Some traders, notably itinerant traders ("hawker"s and "busker"s), may be excluded from these rules, if they have a permit issued by the Office de la protection du consommateur (the Office). The law gives authority to the Office that in certain circumstances it may suspend, annul, or refuse to issue such permits.

=== Legal recourse and penalties ===
Several avenues are available through the Quebec civil law system if a consumer believes he has been mistreated.

The consumer may demand that the contract be annulled if there is no evidence that he signed it, and it is the trader's responsibility to show he had.

At the last resort, the usual rules of the Civil Code of Quebec can be enforced in court, and the Act may ask for damages. This rarely happens, though, because usually cases are agreed between the merchant and the consumer before it comes to court.

Were it to come to it, the court can place impositions on the trader to remove or amend terms in their consumer contracts, or to stop them from trading altogether.

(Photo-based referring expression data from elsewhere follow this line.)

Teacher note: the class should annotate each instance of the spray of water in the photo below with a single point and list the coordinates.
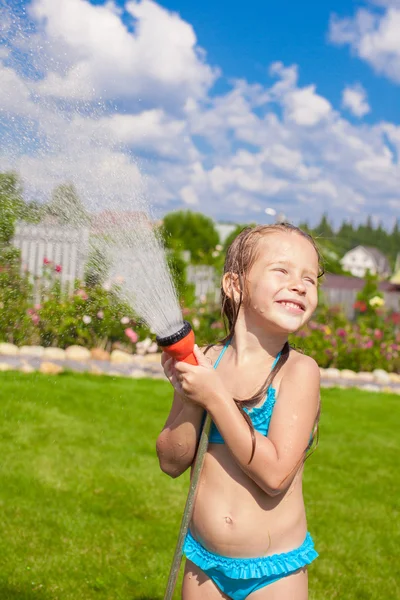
(52, 135)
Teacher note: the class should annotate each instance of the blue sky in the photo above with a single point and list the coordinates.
(222, 108)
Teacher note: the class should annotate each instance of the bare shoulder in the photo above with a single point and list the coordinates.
(302, 369)
(213, 351)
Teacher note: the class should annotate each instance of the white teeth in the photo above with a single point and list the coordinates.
(291, 305)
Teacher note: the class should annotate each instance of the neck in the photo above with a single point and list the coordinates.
(253, 344)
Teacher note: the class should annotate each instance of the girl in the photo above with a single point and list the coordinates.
(248, 535)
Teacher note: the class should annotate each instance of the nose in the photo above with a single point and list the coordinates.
(297, 285)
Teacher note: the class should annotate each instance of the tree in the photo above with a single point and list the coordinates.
(66, 206)
(11, 205)
(186, 230)
(324, 229)
(234, 234)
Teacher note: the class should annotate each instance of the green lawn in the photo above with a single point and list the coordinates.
(86, 513)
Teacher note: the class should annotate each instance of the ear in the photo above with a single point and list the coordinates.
(231, 286)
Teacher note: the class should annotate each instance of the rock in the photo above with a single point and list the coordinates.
(331, 373)
(100, 354)
(5, 367)
(48, 368)
(370, 387)
(348, 374)
(95, 370)
(366, 376)
(381, 376)
(54, 354)
(36, 351)
(78, 353)
(26, 368)
(387, 390)
(8, 349)
(121, 358)
(114, 374)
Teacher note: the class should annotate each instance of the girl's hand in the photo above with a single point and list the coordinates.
(199, 383)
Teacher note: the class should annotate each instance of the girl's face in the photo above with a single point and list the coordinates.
(282, 283)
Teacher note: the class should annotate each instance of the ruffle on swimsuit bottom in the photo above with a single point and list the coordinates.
(250, 568)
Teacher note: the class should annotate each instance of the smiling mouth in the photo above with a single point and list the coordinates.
(292, 306)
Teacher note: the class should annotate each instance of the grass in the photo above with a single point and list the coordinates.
(87, 514)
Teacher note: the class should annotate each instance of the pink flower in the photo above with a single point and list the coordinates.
(82, 294)
(132, 335)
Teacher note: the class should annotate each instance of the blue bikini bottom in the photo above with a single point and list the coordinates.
(239, 577)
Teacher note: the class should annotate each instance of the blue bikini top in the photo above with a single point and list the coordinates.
(259, 415)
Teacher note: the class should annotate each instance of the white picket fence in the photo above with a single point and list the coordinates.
(65, 246)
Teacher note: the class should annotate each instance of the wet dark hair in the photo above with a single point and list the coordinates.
(240, 257)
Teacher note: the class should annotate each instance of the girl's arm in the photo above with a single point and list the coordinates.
(277, 457)
(177, 443)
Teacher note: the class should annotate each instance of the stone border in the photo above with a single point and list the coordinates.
(53, 361)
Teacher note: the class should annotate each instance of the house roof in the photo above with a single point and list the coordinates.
(343, 282)
(378, 256)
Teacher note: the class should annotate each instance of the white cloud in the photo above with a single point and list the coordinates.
(231, 155)
(354, 99)
(373, 36)
(305, 107)
(160, 58)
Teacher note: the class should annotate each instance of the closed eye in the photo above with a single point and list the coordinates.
(281, 270)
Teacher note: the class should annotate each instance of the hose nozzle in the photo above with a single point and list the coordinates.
(180, 345)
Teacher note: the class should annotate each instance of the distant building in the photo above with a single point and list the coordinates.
(361, 259)
(342, 290)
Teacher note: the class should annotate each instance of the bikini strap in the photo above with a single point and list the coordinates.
(221, 354)
(276, 360)
(224, 350)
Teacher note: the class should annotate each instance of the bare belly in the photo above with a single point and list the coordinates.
(233, 517)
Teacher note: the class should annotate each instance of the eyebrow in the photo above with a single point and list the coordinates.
(288, 263)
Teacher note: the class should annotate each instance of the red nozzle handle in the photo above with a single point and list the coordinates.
(183, 350)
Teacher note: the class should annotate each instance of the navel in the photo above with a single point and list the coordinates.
(228, 520)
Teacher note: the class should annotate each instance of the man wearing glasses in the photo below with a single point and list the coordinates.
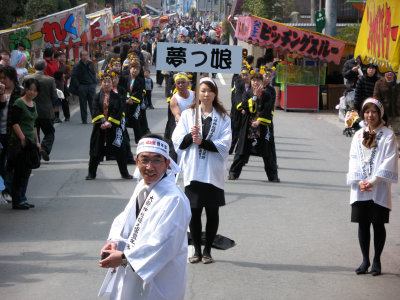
(146, 251)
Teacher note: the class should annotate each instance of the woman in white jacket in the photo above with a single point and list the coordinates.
(202, 154)
(372, 170)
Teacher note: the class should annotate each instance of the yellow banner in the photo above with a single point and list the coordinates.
(379, 38)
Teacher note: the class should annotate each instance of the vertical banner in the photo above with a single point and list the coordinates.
(379, 37)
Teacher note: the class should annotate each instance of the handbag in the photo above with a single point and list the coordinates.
(31, 154)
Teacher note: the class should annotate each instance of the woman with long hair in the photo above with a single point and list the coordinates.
(202, 154)
(372, 170)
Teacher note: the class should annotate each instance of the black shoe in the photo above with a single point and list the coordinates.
(376, 269)
(362, 269)
(44, 155)
(22, 206)
(276, 180)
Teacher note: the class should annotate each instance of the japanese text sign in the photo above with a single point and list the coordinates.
(65, 28)
(379, 37)
(101, 25)
(199, 58)
(267, 33)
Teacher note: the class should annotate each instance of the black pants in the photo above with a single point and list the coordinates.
(86, 96)
(159, 77)
(46, 125)
(148, 96)
(65, 108)
(120, 157)
(211, 229)
(16, 165)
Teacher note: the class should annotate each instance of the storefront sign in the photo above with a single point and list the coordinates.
(267, 33)
(101, 26)
(199, 58)
(379, 37)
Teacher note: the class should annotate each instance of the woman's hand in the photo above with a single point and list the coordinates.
(197, 139)
(365, 186)
(195, 130)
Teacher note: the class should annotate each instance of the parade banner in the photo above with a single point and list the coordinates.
(267, 33)
(101, 25)
(65, 28)
(379, 38)
(127, 24)
(10, 38)
(199, 58)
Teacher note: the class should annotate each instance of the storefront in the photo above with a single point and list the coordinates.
(305, 55)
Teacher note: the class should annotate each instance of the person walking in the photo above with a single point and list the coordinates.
(373, 167)
(44, 105)
(84, 82)
(23, 135)
(202, 154)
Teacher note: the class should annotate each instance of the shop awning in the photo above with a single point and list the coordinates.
(267, 33)
(379, 38)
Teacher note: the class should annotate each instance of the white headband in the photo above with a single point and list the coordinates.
(377, 103)
(157, 146)
(207, 79)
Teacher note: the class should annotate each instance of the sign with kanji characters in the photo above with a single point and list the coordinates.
(379, 37)
(101, 25)
(65, 28)
(267, 33)
(199, 58)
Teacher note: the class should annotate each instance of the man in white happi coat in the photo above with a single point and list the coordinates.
(147, 245)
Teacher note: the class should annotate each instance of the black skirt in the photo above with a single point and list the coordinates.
(202, 194)
(369, 212)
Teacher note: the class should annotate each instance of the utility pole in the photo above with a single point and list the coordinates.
(331, 17)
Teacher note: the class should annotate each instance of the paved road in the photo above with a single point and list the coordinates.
(294, 239)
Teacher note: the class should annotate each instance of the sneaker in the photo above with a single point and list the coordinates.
(44, 155)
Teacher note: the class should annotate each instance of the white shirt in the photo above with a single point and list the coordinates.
(366, 165)
(199, 164)
(159, 251)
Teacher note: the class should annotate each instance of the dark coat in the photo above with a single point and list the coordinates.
(261, 110)
(112, 137)
(389, 95)
(364, 89)
(47, 95)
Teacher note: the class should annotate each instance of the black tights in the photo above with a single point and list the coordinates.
(364, 238)
(211, 229)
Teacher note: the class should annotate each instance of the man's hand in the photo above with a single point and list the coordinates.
(113, 260)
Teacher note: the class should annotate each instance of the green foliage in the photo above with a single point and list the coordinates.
(277, 10)
(349, 33)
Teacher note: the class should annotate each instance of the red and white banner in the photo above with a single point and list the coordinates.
(267, 33)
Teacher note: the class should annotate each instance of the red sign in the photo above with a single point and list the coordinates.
(267, 33)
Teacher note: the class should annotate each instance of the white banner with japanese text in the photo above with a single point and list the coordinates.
(199, 58)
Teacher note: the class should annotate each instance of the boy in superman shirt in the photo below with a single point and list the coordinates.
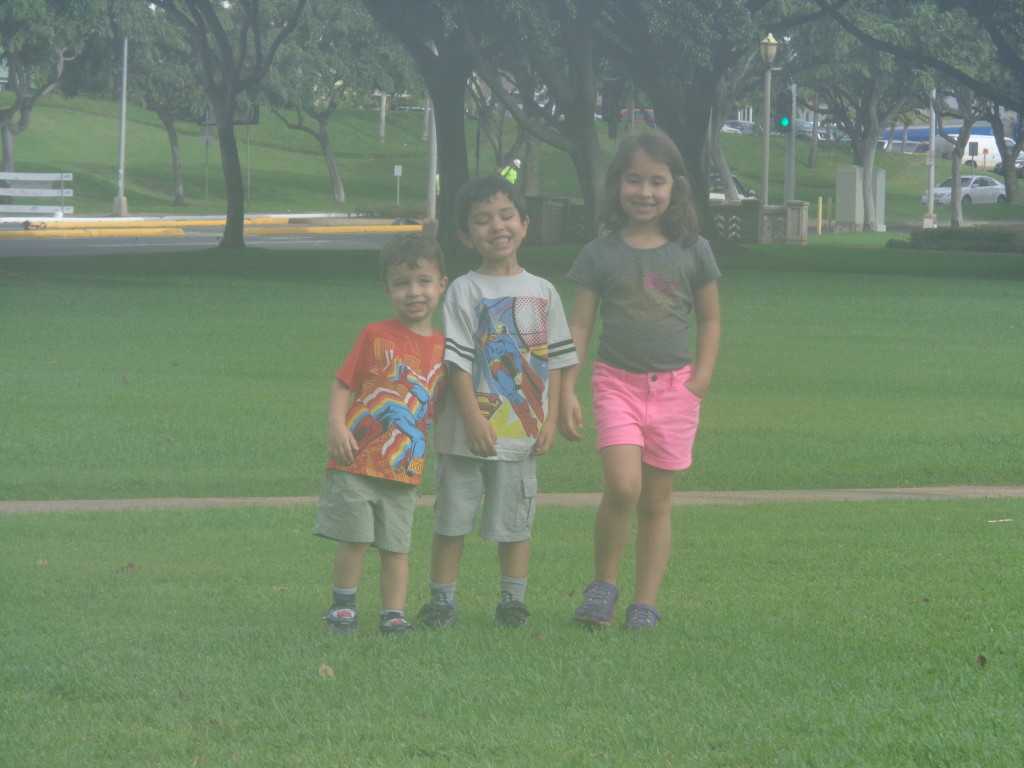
(382, 403)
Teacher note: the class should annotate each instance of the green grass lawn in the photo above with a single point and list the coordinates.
(207, 374)
(812, 634)
(875, 634)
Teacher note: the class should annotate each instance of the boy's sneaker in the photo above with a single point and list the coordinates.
(640, 616)
(598, 606)
(341, 621)
(395, 624)
(437, 614)
(511, 613)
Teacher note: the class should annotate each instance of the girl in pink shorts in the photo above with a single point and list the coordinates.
(645, 275)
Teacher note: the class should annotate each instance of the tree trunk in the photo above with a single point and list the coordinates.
(235, 185)
(324, 137)
(172, 139)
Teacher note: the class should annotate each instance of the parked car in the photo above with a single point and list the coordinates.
(639, 116)
(805, 129)
(975, 189)
(1018, 164)
(740, 126)
(717, 193)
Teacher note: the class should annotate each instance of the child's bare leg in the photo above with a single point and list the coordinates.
(614, 514)
(653, 532)
(394, 580)
(513, 558)
(445, 553)
(348, 559)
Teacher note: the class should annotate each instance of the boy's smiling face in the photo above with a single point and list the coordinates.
(414, 293)
(495, 229)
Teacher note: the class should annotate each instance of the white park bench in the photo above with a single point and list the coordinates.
(35, 185)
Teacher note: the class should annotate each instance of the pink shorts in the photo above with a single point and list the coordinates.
(653, 411)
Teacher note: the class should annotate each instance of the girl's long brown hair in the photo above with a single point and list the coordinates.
(680, 219)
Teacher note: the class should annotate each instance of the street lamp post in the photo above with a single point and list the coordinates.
(768, 48)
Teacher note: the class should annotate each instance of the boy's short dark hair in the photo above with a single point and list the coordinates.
(482, 188)
(410, 249)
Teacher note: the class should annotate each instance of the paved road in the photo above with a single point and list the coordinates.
(73, 237)
(684, 498)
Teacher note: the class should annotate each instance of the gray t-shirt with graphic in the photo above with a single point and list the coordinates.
(646, 297)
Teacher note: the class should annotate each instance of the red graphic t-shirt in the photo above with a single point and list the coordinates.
(395, 376)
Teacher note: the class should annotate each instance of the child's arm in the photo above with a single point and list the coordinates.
(480, 436)
(549, 430)
(581, 327)
(341, 444)
(709, 321)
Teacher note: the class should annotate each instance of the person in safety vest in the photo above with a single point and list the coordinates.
(511, 171)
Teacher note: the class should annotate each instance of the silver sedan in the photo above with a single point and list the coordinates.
(973, 189)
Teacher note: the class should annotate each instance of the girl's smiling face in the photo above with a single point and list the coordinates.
(645, 189)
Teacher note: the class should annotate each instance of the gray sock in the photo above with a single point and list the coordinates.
(442, 593)
(343, 598)
(514, 589)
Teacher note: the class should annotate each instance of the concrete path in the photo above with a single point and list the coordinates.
(683, 498)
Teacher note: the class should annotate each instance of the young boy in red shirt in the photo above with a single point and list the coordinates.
(382, 403)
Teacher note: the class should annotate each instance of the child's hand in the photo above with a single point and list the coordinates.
(546, 439)
(570, 418)
(481, 438)
(341, 444)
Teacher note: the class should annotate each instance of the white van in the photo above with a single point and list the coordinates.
(981, 151)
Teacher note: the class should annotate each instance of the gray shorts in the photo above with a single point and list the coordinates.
(508, 489)
(357, 509)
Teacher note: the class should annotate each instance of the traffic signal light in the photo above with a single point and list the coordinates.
(783, 112)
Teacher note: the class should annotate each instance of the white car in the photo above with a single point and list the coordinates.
(717, 193)
(973, 189)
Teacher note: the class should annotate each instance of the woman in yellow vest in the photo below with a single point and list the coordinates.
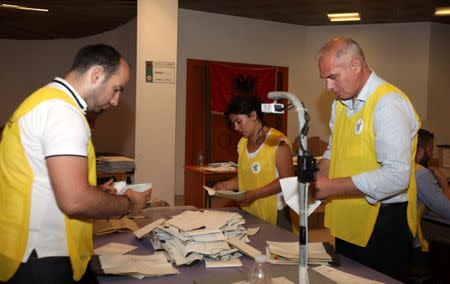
(265, 156)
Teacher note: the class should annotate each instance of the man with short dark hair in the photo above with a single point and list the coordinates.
(433, 190)
(367, 172)
(48, 192)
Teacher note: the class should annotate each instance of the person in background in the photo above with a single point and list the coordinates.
(366, 175)
(433, 190)
(265, 156)
(48, 193)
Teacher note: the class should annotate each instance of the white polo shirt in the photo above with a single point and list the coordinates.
(52, 128)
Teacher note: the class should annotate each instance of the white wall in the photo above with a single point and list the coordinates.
(157, 22)
(30, 64)
(226, 38)
(439, 84)
(397, 52)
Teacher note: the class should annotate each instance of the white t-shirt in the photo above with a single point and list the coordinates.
(54, 127)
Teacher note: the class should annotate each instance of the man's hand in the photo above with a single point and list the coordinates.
(249, 197)
(325, 187)
(108, 187)
(140, 200)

== Office de la protection du consommateur ==
The Office de la protection du consommateur is established under the Act with responsibility to ensure the law is obeyed. Its remit, for overseeing the consumer protection laws, in practice comes in two parts:
1. active surveillance of the law, and to uphold trading standards
2. investigations and judgments on complaints by consumers after the fact.

The Office is also responsible for registering consumer complaints, researching them, and publishing the results of its research in mass media. The Office does not, itself, take on the role of a prosecutor with any case that a consumer may wish to bring against a merchant.